I recently heard a podcast that included a short discussion of gold as a hedge for your purchasing power. This is nothing new for precious metal investors. Gold has held its value for thousands of years, and it still plays a key role in an economy that relies on fiat currency.
Gold is a hedge against both a drastic economic crash and a gradual decline. If there were a massive crash tomorrow and the dollar fell, gold would spike in dollar terms. But it would be stable against other currencies. It also serves as a hedge against a slower decline of the dollar. Remember, the national debt is still rising faster than the price of avocado toast.
Not only is gold a hedge against purchasing power, but it is also a hedge against monetary policy error.
The dollar is a fiat currency, not backed by anything. This allows the Federal Reserve to manipulate the economy by changing interest rates. It can raise or cut them. Even if you believe the Fed has the very best intentions, mistakes still happen. Policy errors still happen.

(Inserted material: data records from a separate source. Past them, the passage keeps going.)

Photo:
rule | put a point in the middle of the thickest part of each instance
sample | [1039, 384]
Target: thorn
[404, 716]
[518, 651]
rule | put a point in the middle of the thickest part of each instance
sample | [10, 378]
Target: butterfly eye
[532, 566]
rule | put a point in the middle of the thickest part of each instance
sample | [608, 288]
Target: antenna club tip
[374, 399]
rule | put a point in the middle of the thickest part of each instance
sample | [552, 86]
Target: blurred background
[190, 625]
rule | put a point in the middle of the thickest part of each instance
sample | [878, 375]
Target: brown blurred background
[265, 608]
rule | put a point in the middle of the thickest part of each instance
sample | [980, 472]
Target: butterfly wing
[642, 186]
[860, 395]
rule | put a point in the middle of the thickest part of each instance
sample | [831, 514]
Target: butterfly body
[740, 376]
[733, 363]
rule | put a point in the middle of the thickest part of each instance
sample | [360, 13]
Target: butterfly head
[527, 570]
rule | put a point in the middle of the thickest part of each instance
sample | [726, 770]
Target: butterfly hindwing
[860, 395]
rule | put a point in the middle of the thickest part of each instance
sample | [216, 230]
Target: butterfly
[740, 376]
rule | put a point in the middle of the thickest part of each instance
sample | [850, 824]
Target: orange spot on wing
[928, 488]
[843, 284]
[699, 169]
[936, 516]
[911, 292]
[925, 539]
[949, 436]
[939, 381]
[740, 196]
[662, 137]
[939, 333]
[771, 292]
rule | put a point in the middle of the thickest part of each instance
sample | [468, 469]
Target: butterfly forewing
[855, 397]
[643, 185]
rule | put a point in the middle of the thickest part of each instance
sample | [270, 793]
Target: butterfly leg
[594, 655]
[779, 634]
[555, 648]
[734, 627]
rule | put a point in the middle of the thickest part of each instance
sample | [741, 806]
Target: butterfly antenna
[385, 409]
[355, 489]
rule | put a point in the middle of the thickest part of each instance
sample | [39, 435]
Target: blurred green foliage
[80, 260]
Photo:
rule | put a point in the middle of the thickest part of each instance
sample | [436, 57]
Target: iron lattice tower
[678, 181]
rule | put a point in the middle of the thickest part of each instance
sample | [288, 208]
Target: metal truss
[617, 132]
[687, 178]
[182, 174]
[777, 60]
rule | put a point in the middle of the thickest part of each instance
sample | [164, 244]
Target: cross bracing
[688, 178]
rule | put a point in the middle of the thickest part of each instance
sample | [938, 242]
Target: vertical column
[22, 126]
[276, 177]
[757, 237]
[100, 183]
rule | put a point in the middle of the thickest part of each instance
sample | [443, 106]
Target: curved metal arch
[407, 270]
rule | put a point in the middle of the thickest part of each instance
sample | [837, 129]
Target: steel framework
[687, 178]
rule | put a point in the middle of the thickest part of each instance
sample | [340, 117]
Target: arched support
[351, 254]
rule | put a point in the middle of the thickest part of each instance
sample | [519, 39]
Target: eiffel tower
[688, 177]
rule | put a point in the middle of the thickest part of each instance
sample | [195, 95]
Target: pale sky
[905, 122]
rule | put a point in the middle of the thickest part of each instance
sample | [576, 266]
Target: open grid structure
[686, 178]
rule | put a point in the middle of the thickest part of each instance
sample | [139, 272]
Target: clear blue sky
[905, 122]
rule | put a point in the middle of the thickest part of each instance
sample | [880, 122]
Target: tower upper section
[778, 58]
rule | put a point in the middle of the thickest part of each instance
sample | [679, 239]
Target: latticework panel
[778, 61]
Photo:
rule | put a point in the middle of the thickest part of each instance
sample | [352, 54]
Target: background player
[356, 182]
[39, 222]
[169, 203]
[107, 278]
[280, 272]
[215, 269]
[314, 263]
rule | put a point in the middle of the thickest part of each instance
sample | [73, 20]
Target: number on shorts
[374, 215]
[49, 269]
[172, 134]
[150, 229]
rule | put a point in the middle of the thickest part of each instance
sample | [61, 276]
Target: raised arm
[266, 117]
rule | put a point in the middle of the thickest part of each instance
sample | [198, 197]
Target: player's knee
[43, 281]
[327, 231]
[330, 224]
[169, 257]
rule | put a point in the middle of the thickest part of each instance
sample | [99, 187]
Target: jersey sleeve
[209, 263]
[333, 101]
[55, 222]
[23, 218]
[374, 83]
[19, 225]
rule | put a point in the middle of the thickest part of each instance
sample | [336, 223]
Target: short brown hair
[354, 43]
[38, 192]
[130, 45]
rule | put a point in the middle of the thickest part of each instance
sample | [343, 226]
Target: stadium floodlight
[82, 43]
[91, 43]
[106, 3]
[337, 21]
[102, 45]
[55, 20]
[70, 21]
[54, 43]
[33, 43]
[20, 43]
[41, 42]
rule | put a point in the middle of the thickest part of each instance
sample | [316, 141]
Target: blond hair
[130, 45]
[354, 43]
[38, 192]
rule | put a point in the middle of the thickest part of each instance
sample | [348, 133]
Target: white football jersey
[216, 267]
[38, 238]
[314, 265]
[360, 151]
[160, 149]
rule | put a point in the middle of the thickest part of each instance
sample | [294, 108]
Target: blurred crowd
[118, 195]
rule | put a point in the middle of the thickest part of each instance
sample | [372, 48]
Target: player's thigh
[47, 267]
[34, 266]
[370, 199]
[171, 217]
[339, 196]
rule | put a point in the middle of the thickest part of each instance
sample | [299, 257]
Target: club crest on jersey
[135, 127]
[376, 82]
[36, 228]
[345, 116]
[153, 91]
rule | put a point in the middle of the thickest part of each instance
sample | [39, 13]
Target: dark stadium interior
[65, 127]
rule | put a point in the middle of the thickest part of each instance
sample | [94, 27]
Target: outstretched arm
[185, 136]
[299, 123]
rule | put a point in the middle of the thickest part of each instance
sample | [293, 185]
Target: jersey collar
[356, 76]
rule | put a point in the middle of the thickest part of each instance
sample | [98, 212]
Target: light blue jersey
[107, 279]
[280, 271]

A quick glance through history shows us two truths:
- Human beings make errors. We make mistakes every single day. That’s not even counting those who have intentionally used manipulation to gain wealth and power. This includes individuals and governments. Errors happen, whether by design or by accident.
- For the first time in history, all major currencies are fiat. We are living in a great financial experiment. This means that we don’t have much history to base decisions on. Again, even if we use the best minds with the purest intentions, we are still making it up as we go along. We are in monetarily uncharted territory.
What do these two things mean when added together? Those making decisions have to stay on their toes because they cannot predict the future. They are typically reactive instead of proactive, and the danger of being reactive is overcorrection.
It's like slamming the brakes when you see a bump in the road—you avoid the bump but risk swerving off. Gold is the seat belt that keeps you steady in wild turns.
At the very least, honest mistakes will occur. At the very worst, conspiracy and collusion could be in the dollar’s driver’s seat. Policy error is bound to happen, and gold is a pretty good hedge against it.